The tracks on LATEOTW feel like the product of an old soul with a decidedly modern production style. On tracks like "Sundance," "Detroit '67," and "Words and Fire," there is an urge, a longing to have been part of times when the struggles of the people became songs that meant something. Like Bob Dylan and John Lennon before him, Sam Roberts is a man who puts the politics of the soul and of the human condition into his music.
But LATEOTW also feels like the diary of a man alone. Try as he might to convince other people of love's healing power, he himself is more adrift. Gone are the third person declarations of hope and hippy sentimentality of his previous two records, this is Roberts alone and speaking straight from the heart. Dylan paraphrases like "Before I was your man/Now look at me I'm just young and old" on "Oh, Maria" lead to the general conclusion throughout LATEOTW that things could be better, but the answers to life's questions are maddeningly out of reach. "Life is for the taking" sings Roberts at barely a whisper, as if those words belong to long gone idealism of love and living that no one now seems willing to accept, the real world being too much in the way. You can see it with his denunciation of materialism on the record's title track and on "Stripmall Religion." Sad and hopeful all at once are most of the songs on LATEOTW, summed up in this phrase from "Them Kids": "The golden years are under attack/We're taking them back."
If I could level one criticism at this record, it would be that Roberts needs to let his band turn up to 11. His isn't a band with a history of being particularly loud, but 2006's Chemical City feels like Led Zeppelin II in comparison to this one. Thanks to the efforts of the Roberts' band, LATEOTW comes close to really rocking. On what is arguably the hardest song of the album, "Them Kids," Roberts becomes a prophet of rock's power to change: "We were apostles/They were the high priests/We lived the hustle/The keepers of the back beat." If that isn't rock's rallying cry, I don't know what is. He just needs to turn the guitars up a little louder, let his message reach more ears.
Granted, Roberts has his reasons for the subdued production. LATEOTW's message is more introverted and personal than raucous, almost as if to say "If you have something worth saying, you shouldn't need to dress it in distortion." But just the same, I would have liked a solo or two. By comparison, LATEOTW's quieter moments do work. Roberts' duet with Angela Desveaux is the sweetest moment on the album.

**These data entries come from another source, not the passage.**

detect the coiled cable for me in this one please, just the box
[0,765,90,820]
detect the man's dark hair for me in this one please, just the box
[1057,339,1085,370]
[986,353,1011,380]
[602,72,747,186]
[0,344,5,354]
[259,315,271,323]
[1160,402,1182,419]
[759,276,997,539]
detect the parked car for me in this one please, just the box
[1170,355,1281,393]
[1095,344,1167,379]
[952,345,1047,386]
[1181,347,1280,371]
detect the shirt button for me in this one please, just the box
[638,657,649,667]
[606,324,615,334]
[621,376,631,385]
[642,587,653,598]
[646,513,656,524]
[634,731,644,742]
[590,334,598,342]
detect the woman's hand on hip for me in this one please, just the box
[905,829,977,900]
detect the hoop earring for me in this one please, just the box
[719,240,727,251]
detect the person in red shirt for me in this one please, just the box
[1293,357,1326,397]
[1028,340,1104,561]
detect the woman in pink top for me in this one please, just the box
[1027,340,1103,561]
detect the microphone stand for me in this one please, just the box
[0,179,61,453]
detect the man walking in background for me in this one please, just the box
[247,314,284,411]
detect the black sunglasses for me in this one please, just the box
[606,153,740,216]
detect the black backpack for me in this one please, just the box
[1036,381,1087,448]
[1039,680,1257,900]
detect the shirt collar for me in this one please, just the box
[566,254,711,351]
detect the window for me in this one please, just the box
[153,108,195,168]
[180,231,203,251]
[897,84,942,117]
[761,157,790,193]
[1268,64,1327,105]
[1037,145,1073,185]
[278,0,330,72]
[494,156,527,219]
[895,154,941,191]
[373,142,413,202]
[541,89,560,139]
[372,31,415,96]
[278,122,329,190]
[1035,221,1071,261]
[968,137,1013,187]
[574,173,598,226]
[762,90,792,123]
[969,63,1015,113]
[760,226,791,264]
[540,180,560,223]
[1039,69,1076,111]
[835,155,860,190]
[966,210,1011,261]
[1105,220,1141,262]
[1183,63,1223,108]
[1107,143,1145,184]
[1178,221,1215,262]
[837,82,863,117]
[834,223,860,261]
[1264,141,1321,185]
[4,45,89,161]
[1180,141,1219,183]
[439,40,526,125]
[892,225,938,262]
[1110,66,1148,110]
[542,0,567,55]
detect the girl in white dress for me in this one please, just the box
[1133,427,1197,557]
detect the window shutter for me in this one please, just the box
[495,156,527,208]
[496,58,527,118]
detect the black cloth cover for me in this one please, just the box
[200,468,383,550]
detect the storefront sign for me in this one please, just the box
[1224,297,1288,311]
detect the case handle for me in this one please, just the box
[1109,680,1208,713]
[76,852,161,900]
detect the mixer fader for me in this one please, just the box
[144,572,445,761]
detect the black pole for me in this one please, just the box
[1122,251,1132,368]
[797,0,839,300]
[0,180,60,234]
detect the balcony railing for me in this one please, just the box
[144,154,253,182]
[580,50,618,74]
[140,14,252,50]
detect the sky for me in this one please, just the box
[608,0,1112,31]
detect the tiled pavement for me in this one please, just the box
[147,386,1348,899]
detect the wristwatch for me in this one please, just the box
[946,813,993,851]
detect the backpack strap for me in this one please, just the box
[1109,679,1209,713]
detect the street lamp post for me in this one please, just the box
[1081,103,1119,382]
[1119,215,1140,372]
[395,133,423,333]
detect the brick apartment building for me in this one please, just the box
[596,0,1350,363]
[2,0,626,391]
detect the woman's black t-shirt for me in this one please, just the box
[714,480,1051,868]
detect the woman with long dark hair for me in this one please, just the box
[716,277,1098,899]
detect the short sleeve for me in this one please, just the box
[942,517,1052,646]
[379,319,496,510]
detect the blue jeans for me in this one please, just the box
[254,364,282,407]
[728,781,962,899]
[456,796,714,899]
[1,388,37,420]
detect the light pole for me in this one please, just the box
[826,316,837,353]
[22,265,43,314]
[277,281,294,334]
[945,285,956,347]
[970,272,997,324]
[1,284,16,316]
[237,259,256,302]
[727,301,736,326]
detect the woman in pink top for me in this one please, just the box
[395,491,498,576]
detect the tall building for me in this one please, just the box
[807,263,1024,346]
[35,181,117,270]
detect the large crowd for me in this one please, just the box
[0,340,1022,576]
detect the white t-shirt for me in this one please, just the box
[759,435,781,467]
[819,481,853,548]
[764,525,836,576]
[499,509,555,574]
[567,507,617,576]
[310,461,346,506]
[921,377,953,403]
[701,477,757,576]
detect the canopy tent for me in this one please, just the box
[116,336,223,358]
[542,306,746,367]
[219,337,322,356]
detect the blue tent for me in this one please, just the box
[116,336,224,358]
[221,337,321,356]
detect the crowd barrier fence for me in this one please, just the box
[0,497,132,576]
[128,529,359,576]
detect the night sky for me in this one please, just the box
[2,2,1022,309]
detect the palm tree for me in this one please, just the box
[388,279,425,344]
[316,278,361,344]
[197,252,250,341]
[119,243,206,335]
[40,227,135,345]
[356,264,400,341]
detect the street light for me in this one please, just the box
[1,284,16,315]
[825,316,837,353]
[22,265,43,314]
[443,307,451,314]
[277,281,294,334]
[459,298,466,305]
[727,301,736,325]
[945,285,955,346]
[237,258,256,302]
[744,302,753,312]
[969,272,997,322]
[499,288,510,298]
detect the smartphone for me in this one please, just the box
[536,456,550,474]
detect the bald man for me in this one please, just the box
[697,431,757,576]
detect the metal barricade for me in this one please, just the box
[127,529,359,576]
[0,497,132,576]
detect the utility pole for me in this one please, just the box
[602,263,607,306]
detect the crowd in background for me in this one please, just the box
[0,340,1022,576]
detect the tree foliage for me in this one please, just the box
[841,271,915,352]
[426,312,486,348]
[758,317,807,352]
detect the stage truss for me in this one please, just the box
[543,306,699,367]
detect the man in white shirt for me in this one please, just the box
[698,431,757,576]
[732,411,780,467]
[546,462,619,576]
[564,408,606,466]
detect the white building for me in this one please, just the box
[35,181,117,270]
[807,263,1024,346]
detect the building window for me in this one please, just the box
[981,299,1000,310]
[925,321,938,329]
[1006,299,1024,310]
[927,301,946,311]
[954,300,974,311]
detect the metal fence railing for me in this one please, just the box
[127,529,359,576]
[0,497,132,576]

Overall, LATEOTW is practically ego-less, which helps its message work on the soul of every listener. The muted-rock feel slows down the album's second half, but it's worth sticking it out because it means hearing some of the record's most memorable lines ("I was too afraid to read the newspaper/Working in the basement of a skyscraper," from "The Pilgrim," as well as the album's apex, "Detroit '67" springs to mind.) If the rest of songs in Robert's catalog sound like a tribute to the music of the 60s and 70s, "Detroit" sounds like it fell out of a time capsule. With a driving dance piano, beat, and chord progression, it rings like the harbinger of positive change that kids must have felt in their garages in 1967, when real rock arrived to pick them up and give them some hope. "I'm just looking for some sounds/To ease the vice that squeezes us every day," sings Roberts. LATEOTW truly has a way with words and Roberts' music will change some lives for the better....the way music used to.